In this chapter you had an overview of all of Excel Services along with some step-by-step guidance to help get you started with the product. The following table contains a quick summary of options and steps for common tasks, along with pointers to the relevant sections in this chapter for more detail.

To

Do this

Adjust settings to customize or troubleshoot your Excel Services configuration

Launch the Central Administration page and navigate to the Administration page for your Excel Services service application:

  • See the Global Settings page for core settings that are service-wide.

  • See the Trusted File Locations page to change settings that are specific to individual workbooks (like file size).

  • See the Trusted File Locations page to adjust most administration settings related to external data.

  • For more information, see the sections, Administration, File Security, Server Security, and External Data Configuration.

Tightly lock down Excel files so that the IP in the workbook is protected while still allowing the workbook to be shared broadly

Configure View Only permissions on the file in SharePoint.

For more information, see the section, Locking Down Excel Files.

Connect a workbook to external data from Excel client and create a pivot table

Use the Data Connection Wizard to connect to data as well as create a pivot table. For BI, this is usually against an OLAP source such as Analysis Services.

For more information, see the procedure, To configure authentication in the workbook.

Connect multiple pivot tables together so that they can be filtered in an easy and intuitive way

Add Slicers to the workbook and hook them up to your pivot tables.

For more information, see Adding Slicers.

Help users more easily find trends, outliers, and generally make sense of the data

This really boils down to making a great report in Excel and utilizing the BI features that are appropriate for the kind of data you are visualizing. Options include:

  • Use Charts to show patterns and relationships. See the procedure To add a chart, in the section Adding Slicers.

  • Use Slicers to allow more intuitive filtering of pivot tables. For more information, see Adding Slicers.

  • Add Conditional Formatting to help call out outliers, or create a simple KPI icon for status. For more information, see the procedure To add conditional formatting.

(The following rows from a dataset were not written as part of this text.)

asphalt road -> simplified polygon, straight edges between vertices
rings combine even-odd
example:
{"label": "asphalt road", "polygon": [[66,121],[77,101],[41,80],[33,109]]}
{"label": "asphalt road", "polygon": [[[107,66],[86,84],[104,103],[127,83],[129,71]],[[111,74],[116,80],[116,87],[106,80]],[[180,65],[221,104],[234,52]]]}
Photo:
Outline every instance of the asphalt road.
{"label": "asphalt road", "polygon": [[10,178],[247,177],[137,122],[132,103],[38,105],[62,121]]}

  • Add Sparklines to visualize trends in small spaces. For more information, see Sparkline Overview.

Share workbooks broadly without requiring Excel

Upload or publish the workbooks into SharePoint. Simply click the file in SharePoint, and use Excel Services to view and interact with the workbook in the browser.

For more information, see Viewing and Editing Workbooks in Excel Services.

Allow editing for workbooks in situations where employees are on the go, are away from their installed Excel version, or otherwise need to make collaborative or simple edits.

Use the editing capabilities added by installing the Excel Web App as part of the Office Web Apps on SharePoint. This enables editing of workbooks in the browser.

For more information, see Editing Workbooks.

Extend the capabilities of Excel Services to address custom needs or enable custom scenarios

Depending on what you want to do, many options for customizing your scenario are available, including the following:

  • Use UDFs to perform custom calculations or processing from inside a workbook.

  • Use Excel Web Services to gain programmatic access to the workbook to leverage the server-side workbook’s logic and calculations. This is a good choice in cases where your application doesn’t need the core Excel Services UI.

  • Use ECMAScript (JSOM) to build solutions that are surfaced on the webpage as part of the UI. This is a good choice if the user interacts with the UI or if you need to take actions based on events that occur.

  • Use REST when you need simple and quick access to visualizations for viewing them as HTML, results from a cell or range of cells in a workbook, or want to get an XML representation of the file or part of the file. REST is a great choice for embedding Excel objects and results in a webpage and for getting information from a workbook when you don’t want to write code (because it requires you only to craft a URL).